= Simon Leach (Member of Parliament) =

English Tory politician

Sir Simon Leach (c. 1652 – June 1708) was an English Tory politician.

==Biography==
Leach was the son of Simon Leach and Bridget Grenville, the daughter of Sir Bevil Grenville. His father died in 1660. Soon after the Stuart Restoration, he was appointed a Knight of the Bath by Charles II on 23 April 1661. On 18 June 1673, Leach married Mary, the daughter of Thomas Clifford, 1st Baron Clifford.

In 1685, he was returned to the Loyal Parliament as a Tory Member of Parliament for Okehampton. He was identified with High Tory politics. In May 1692 he was arrested as a Jacobite suspect together with his brother-in-law, Hugh Clifford, 2nd Baron Clifford of Chudleigh, but he was released without trial.

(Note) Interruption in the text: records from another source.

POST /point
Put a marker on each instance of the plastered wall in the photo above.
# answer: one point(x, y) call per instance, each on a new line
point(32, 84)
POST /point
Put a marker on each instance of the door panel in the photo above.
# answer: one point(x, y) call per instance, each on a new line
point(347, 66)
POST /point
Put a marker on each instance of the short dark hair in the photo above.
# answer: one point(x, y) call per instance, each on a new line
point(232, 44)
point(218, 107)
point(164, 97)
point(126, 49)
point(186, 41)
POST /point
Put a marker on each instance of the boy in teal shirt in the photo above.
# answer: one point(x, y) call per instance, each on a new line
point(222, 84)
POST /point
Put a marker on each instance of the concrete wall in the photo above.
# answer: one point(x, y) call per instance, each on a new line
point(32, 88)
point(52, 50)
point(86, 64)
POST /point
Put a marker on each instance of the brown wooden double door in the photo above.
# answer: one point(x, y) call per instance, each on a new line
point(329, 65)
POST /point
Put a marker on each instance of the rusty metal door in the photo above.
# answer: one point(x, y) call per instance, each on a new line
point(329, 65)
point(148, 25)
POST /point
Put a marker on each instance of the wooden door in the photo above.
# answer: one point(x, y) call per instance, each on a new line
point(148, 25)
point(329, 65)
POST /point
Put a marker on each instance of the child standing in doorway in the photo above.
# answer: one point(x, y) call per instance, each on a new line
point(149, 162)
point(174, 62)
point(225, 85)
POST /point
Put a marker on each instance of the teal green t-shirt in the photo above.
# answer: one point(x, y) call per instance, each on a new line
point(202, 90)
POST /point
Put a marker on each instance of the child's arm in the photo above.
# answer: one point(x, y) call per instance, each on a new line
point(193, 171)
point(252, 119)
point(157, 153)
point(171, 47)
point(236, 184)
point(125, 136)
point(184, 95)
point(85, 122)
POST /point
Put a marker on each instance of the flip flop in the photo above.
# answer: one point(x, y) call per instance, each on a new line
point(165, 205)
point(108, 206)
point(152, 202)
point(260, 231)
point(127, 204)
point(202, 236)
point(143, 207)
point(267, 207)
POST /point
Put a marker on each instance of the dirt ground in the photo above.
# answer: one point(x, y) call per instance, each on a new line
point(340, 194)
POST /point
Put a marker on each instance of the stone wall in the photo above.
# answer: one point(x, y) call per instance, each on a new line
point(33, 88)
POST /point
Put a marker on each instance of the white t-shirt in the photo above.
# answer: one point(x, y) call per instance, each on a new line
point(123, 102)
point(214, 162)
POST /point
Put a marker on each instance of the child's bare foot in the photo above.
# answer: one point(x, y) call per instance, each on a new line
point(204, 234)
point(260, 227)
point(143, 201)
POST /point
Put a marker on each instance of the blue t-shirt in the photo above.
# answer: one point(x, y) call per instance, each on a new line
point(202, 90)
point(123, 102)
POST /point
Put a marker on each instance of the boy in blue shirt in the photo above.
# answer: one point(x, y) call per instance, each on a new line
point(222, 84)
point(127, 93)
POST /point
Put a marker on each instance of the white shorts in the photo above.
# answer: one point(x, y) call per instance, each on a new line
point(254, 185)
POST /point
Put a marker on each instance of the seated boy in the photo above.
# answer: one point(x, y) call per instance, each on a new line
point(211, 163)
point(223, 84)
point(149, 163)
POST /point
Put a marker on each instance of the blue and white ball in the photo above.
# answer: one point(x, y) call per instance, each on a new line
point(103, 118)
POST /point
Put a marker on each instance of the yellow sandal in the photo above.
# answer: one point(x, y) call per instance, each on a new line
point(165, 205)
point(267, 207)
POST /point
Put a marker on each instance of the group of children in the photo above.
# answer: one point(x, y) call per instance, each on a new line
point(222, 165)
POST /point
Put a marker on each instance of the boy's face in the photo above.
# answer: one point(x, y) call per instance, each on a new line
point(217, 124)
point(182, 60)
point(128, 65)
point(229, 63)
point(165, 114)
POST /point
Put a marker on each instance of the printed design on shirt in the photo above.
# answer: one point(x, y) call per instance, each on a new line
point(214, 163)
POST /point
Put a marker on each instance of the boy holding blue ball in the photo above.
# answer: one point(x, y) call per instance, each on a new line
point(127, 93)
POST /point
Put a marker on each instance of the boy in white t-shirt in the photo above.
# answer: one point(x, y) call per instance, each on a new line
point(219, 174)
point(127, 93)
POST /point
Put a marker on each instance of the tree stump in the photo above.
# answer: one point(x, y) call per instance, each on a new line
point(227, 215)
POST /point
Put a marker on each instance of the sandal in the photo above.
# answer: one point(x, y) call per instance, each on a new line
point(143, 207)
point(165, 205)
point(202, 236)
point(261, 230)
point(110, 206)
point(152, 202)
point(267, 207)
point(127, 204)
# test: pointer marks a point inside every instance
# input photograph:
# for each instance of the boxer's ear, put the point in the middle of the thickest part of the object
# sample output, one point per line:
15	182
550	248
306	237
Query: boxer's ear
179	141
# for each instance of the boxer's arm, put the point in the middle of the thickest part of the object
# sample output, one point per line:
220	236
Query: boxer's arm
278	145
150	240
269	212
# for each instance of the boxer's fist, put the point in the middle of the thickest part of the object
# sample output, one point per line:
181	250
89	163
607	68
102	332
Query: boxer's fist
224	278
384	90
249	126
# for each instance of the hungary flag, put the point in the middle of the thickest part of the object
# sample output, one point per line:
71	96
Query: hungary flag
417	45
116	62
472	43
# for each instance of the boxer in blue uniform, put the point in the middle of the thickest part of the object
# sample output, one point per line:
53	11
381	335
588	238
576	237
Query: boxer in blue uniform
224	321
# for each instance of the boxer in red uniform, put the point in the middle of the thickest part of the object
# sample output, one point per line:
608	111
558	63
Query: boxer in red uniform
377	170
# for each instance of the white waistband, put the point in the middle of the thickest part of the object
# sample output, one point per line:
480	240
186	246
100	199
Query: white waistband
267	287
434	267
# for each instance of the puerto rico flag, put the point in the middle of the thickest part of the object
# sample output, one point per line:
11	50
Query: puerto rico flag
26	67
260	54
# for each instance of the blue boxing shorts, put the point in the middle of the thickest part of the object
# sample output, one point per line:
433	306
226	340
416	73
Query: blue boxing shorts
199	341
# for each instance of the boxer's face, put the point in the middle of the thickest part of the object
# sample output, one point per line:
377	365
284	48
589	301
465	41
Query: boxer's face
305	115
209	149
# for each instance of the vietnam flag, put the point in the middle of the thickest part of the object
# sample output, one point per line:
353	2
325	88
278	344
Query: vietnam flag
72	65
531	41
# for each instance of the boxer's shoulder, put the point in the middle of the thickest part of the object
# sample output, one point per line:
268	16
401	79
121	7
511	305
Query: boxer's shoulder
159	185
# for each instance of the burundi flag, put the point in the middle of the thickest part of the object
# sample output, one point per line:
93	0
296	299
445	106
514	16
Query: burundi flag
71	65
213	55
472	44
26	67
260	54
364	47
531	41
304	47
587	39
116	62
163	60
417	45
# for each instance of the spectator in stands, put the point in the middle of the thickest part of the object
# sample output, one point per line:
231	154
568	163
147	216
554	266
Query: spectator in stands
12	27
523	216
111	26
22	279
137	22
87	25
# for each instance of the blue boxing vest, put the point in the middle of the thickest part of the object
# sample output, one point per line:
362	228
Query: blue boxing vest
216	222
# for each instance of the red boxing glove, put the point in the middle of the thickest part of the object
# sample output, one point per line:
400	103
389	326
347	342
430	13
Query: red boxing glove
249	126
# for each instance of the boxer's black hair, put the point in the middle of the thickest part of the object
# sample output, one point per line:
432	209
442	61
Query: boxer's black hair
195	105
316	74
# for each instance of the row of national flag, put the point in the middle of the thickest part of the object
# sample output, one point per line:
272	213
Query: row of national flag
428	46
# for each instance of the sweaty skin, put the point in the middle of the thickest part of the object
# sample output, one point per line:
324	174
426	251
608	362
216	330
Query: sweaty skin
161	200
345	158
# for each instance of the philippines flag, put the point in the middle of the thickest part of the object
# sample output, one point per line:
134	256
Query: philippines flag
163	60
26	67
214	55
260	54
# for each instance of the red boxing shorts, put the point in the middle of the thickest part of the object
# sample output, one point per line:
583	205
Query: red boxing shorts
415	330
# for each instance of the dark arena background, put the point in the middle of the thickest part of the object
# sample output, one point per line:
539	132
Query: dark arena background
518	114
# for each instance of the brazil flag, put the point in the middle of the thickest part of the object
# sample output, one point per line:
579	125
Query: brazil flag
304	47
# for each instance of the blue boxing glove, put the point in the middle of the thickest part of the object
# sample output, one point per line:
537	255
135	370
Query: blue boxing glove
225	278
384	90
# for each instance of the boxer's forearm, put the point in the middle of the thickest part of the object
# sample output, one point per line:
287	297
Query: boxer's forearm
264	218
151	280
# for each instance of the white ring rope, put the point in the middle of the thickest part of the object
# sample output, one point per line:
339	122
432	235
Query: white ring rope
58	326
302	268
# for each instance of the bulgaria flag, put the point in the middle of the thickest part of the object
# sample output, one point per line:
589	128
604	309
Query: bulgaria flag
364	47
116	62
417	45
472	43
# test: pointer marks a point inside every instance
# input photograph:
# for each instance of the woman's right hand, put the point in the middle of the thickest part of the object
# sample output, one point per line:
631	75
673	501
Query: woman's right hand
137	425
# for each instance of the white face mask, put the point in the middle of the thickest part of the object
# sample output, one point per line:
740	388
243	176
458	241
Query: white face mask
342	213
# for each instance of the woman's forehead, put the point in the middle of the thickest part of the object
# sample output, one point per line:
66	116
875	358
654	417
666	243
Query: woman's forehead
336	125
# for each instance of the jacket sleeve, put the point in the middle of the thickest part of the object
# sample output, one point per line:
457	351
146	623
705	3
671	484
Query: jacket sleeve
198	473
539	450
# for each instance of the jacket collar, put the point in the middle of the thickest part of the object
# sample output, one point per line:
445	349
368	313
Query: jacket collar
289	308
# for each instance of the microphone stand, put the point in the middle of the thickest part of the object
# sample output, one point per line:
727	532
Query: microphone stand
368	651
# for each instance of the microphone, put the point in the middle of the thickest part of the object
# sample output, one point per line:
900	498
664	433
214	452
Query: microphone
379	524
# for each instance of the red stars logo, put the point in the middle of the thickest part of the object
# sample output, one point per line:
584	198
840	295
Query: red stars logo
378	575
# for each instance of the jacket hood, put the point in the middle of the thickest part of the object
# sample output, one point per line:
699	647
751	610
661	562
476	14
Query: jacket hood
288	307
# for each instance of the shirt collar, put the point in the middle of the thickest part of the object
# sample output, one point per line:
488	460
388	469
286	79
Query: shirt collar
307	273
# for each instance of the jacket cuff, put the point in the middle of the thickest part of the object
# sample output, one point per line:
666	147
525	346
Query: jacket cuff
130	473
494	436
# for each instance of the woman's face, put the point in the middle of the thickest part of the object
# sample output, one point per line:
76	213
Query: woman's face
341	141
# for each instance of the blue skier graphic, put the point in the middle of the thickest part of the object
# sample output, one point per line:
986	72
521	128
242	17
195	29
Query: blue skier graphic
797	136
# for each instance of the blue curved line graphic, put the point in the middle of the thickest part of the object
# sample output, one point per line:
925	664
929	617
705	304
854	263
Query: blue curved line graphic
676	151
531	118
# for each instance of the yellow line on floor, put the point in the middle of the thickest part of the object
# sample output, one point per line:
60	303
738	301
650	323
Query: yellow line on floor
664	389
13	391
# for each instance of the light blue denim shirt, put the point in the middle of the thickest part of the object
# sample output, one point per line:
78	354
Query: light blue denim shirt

In 1694 Leach was regarded by the English government as one of the leading Jacobites in Devon and the following year he was removed from his role as a justice of the peace.

Leach was re-elected to parliament in the 1702 English general election, again representing Okehampton. After a bitter contest for the seat in the 1705 English general election, Leach was unable to take his seat owing to a double return; on 20 December the House of Commons declared him not duly elected, in favour of the Whig John Dibble.